Vodafone has hit out at BT and Deutsche Telekom as it called on the European Commission to ensure FTTH tech was made a priority of the ongoing Digital Single Market reform.

The UK-based operator claimed Europe remained at a “competitive disadvantage” due to its continuing dependence on “patchy and slow” broadband over legacy copper telephone lines.

According to industry body the FTTH Council, there were just 12.3 million FTTH subscribers in the EU at the beginning of 2015.

Vodafone laid the blame at the door of incumbents in Germany and the UK in particular, where it said the focus was on “monetising outdated technology”.

Vodafone said: “European policymakers must focus on tackling the former state monopoly telecoms companies that have chosen to use their legacy copper networks to entrench their market dominance, suppress competition, reduce customer choice and – as a consequence – inhibit the development of the gigabit fibre networks that are critical to Europe’s future.”

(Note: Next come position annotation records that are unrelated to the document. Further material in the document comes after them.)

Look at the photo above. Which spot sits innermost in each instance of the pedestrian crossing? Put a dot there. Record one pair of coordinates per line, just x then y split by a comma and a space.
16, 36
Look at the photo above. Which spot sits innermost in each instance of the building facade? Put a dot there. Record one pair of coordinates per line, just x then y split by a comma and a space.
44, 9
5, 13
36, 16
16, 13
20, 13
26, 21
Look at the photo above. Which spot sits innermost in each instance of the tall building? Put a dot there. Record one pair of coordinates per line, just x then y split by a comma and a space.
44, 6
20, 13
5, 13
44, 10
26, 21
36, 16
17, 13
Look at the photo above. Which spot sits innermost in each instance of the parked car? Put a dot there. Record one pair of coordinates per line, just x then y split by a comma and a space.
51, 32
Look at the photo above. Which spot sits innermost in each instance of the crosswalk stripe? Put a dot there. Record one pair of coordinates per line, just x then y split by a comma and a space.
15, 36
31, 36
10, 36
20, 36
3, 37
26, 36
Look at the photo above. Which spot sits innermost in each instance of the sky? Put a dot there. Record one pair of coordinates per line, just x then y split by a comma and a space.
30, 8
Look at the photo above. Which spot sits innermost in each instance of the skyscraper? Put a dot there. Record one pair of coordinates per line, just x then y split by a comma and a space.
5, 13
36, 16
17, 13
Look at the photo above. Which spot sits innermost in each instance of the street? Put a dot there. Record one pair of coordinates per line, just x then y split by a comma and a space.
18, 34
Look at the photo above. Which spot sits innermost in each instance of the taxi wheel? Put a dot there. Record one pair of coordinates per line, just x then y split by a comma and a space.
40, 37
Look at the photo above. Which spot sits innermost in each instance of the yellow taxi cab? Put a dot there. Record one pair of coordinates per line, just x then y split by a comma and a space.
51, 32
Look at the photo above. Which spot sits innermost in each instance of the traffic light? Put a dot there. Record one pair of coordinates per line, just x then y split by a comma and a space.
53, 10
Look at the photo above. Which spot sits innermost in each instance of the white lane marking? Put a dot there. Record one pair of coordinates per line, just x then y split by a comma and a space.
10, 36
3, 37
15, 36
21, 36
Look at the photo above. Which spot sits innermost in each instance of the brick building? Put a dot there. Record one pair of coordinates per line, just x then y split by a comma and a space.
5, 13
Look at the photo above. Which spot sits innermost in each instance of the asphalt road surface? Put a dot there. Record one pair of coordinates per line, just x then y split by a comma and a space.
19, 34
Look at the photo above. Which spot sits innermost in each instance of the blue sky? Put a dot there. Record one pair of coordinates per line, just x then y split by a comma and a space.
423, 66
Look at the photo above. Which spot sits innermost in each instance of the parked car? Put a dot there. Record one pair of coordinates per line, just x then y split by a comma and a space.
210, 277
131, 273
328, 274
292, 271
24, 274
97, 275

The operator said Portugal, Spain and France were further down the FTTH road thanks to more effective passive infrastructure regimes.

Along with other telcos, Vodafone has been vocal in calling for BT to be structurally separated from its Openreach division, which is dedicated to deploying fibre in the UK.

Like Deutsche Telekom, however, BT is mainly reliant on FTTC tech rather than FTTH.

UK regulator Ofcom is investigating whether Openreach should be spun off and is expected to make a decision early next year.

[Video: BT execs optimistic about EE, G.Fast, Openreach]

In May, the Commission promised that creating more incentives to invest in high-speed broadband by the end of 2016 would be a key plank of the Digital Single Market.

Vodafone made its comments public after making a submission to the Commission consultation on regulatory framework for electronic communications networks and services, which closed this week.